Diğer bir ganede eskiden Camcı Şakir’in dükkânının yanında bulunmakta,
yani Çarşı Camii’nin batı kısmına idi. Bugünkü Güneşli Camii’nin kuzey doğusuna
ve eski Sefa Market’in (şimdi Çarşı Market’in) karşısına düşen GÖKSOKU
Camii’nin önünde bir gane mevcuttu. Ceyhan mahallesinde Münir Baskı’nın evinin
havlusunda bir gane vardı. (şu an bu evin yerinde büyük bir mobilya mağazası
vardır) Ayrıca ÜMMET(HİMMET) BABA Camii ’sinin yanında da bir gane
bulunmakta idi, buna da cami ganesi denilirdi.
Bu ganelerin hizmet verebilmesi için yaz – kış bakımları çok önemli idi.

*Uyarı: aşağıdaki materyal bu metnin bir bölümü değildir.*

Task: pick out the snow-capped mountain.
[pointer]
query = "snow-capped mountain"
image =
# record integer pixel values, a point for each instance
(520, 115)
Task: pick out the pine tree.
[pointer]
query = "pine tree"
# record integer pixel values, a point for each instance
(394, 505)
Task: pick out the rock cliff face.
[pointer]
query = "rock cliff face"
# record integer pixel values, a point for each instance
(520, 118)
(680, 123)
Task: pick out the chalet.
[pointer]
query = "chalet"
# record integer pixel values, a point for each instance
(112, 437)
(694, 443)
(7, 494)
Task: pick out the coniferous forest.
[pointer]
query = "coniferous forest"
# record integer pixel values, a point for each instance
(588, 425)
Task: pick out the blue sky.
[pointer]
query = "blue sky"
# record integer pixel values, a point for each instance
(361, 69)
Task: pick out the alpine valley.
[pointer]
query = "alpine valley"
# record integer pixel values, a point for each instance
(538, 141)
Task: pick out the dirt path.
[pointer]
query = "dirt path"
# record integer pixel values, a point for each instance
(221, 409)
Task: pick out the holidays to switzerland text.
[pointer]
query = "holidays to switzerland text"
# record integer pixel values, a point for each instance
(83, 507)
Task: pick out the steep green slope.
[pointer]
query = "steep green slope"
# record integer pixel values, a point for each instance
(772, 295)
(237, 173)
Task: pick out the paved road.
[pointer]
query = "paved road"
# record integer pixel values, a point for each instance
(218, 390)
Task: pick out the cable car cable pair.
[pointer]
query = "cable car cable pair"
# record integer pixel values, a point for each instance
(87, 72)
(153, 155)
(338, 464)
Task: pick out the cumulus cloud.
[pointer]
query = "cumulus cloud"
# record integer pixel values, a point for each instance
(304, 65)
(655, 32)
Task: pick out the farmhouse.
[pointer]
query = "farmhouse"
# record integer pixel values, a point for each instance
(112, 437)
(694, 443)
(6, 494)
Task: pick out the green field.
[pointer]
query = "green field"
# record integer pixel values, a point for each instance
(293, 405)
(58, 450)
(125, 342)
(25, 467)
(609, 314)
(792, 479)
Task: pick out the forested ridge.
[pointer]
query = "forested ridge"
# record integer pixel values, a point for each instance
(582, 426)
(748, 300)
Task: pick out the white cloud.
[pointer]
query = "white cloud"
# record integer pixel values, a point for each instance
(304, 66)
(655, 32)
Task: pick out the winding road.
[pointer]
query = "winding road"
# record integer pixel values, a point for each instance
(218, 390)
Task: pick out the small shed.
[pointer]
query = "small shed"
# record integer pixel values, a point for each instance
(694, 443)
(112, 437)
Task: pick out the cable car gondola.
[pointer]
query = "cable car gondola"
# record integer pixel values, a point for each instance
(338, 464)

Onun içindir ki ciddi şekilde parasal kaynaklar gerekliydi. Yöre yöneticileri
memleketin can damarı olan bu konuyu akıl dolu bir şekilde çözmüşler. Bu ganelerin
bakım ve onarımla ilgili bir vakıf kurarak, bu konuya köklü çözüm getirmişlerdir.
Bu ganelerin bakım masraflarını karşılamak için, Belediyenin Halk Ekmek
Fabrikası’nın yeri ve çevresinde yedi adet su değirmeni bulunmakta idi (bunlara
Köprübaşı’nın Su Değirmenleri denir. Ceyhan Nehri’nin büyük bir bölümü bu
değirmenlerin altından geçmekteydi. Güzelliğini burada ki sözcükler anlatmaya
yetmez. Daha sonra ki yıllarda şehir merkezine gelen büyük bir sel tarafından
sürüklenerek Ceyhan Nehri’ne karışmışlardır.).
Bu değirmenlerinin kazancı ganelerin ve pöhreklerin bakımına finansman
edilmiştir. Bunlardan başka fırın, leblebici dükkânı ve köşkerler ve demirciler
çarşısında 27 adet dükkânın kira gelirleri de bu oluşturulan vâkıfa devredilmiştir.
Böylece su şebekesinin bakım hizmetini eksizsiz bir şekilde sağlanmış olunuyordu.
Bu su şebekesi Elbistan ‘ın yıllarca su ihtiyacına cevap vermiştir. Günümüzde
de izlerine az da olsa rastlamak mümkündür.